Penguins Played a Part in Isles Drafting Barzal
How close was Mathew Barzal to becoming a Pittsburgh Penguin? In all reality, not very close, but closer than some might think.
As Barzal entered the 2015 NHL Draft as a high-tier prospect, the Penguins originally held the 16th overall pick. However, in January of 2015, the Pens made a deal to acquire David Perron from the Edmonton Oilers for their 2015 first-round pick and Rob Klinkhammer.

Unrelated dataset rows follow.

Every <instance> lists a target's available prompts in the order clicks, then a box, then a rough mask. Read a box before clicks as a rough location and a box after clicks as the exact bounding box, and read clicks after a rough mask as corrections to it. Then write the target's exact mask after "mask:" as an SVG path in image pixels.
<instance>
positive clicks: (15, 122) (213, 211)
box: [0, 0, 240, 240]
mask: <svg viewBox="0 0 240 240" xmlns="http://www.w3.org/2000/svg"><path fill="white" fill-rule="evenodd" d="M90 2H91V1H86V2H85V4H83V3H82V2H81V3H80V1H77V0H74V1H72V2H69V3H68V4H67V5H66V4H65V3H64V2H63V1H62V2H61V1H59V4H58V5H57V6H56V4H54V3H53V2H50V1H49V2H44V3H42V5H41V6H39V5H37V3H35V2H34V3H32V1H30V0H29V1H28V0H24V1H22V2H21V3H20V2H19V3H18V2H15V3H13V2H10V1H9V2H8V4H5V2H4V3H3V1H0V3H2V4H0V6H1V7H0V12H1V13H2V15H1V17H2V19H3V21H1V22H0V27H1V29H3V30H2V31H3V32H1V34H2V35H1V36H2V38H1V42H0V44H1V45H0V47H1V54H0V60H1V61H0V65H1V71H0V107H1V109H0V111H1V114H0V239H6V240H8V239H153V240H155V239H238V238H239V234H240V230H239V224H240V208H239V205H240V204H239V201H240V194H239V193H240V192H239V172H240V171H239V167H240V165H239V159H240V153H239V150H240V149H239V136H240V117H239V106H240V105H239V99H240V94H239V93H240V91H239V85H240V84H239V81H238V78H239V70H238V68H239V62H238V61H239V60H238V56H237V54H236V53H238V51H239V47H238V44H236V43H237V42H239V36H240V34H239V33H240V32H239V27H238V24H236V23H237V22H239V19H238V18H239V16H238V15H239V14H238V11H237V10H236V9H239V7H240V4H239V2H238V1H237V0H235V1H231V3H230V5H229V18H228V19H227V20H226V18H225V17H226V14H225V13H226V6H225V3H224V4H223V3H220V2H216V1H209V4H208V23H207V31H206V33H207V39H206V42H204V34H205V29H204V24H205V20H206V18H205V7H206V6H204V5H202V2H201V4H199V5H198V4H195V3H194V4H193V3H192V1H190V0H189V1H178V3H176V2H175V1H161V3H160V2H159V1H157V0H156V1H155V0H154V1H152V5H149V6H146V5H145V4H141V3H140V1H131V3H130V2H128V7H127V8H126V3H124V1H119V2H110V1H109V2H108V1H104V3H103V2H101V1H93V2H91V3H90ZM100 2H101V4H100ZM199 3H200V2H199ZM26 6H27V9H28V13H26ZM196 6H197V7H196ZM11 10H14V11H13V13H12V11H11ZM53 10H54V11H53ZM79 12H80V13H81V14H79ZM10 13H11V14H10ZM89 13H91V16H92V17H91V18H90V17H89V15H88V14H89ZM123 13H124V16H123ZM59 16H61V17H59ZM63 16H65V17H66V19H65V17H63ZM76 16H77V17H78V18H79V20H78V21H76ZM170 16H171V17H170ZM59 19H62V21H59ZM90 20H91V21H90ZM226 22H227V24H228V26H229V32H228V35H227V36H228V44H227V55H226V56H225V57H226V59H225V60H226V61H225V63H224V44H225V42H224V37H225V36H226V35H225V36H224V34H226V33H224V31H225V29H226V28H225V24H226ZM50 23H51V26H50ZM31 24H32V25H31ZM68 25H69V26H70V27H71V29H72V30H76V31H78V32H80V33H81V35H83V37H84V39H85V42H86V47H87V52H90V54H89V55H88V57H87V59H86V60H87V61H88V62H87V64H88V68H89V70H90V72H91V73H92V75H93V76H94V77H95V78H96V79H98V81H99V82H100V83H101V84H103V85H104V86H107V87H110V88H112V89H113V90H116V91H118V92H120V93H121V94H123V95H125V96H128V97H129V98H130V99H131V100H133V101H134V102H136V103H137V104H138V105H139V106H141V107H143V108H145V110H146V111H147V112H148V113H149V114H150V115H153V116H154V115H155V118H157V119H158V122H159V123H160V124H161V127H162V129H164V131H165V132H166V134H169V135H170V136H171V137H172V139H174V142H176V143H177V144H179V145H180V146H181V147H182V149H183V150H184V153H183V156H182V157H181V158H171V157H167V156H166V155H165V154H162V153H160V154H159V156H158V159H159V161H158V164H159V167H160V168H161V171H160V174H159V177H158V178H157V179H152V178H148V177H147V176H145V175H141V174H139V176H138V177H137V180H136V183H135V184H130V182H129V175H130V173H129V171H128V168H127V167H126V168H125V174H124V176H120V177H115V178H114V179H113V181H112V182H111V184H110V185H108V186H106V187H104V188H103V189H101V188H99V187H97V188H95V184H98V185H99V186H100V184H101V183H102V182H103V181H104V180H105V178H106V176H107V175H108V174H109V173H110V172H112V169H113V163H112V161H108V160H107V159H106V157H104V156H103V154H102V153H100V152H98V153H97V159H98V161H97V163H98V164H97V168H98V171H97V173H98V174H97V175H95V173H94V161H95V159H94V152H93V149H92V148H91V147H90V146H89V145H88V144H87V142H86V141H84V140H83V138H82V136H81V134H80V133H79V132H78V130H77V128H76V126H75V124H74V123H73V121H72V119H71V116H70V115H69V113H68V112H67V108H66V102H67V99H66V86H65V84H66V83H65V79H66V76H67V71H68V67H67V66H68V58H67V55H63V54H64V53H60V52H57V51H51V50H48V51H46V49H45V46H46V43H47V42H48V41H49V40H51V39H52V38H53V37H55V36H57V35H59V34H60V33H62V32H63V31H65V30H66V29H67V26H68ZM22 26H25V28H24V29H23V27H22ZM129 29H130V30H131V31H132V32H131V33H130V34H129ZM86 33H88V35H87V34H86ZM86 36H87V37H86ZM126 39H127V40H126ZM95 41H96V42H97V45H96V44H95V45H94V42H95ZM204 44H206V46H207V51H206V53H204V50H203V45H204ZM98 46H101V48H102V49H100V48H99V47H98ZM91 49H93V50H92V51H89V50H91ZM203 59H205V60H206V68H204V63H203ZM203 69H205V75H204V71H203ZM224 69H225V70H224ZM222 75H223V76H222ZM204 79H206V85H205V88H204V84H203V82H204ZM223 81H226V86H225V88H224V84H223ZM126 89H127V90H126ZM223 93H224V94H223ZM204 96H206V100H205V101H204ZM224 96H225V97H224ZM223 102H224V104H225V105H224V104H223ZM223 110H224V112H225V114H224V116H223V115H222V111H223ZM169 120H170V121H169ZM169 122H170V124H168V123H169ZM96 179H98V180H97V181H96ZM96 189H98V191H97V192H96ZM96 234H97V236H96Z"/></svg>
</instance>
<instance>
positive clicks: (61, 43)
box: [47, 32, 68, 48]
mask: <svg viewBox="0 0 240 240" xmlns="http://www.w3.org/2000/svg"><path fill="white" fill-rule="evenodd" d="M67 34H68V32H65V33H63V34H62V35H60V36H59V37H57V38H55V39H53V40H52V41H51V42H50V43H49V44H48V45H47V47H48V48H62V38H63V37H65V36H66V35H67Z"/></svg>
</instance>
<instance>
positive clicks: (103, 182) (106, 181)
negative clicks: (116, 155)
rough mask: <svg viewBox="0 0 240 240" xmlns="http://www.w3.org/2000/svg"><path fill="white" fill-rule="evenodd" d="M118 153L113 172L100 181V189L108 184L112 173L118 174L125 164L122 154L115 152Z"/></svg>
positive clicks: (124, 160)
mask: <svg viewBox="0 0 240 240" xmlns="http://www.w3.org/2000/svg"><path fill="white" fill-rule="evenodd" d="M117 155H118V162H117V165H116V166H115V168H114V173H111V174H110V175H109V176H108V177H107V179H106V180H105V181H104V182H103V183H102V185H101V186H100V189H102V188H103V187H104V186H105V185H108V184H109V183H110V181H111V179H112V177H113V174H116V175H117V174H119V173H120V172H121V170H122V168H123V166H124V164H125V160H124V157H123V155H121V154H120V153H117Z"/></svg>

Months later, the Oilers sent that pick to the Islanders along with a second-round pick for prospect Griffin Reinhart, and the Isles selected the young phenom Barzal. Reinhart ended up playing just 29 games for the Oilers before bouncing around the league and eventually ending up with Kunlun Red Star of the KHL.
Now, Barzal is a bonafide superstar for the Islanders, but the Penguins aren’t exactly kicking themselves for trading the pick. For one, who knows if the Penguins would’ve drafted Barzal given the chance and also, Perron was later traded for Carl Hagelin, who played a huge role in the Penguins’ back-to-back Cup runs in 2015-16 and 2016-17.
The semifinals will kick off this Sunday as the Islanders and Lightning square off at 3 P.M., while the Golden Knights and Canadiens get their series underway on Monday at 9 P.M.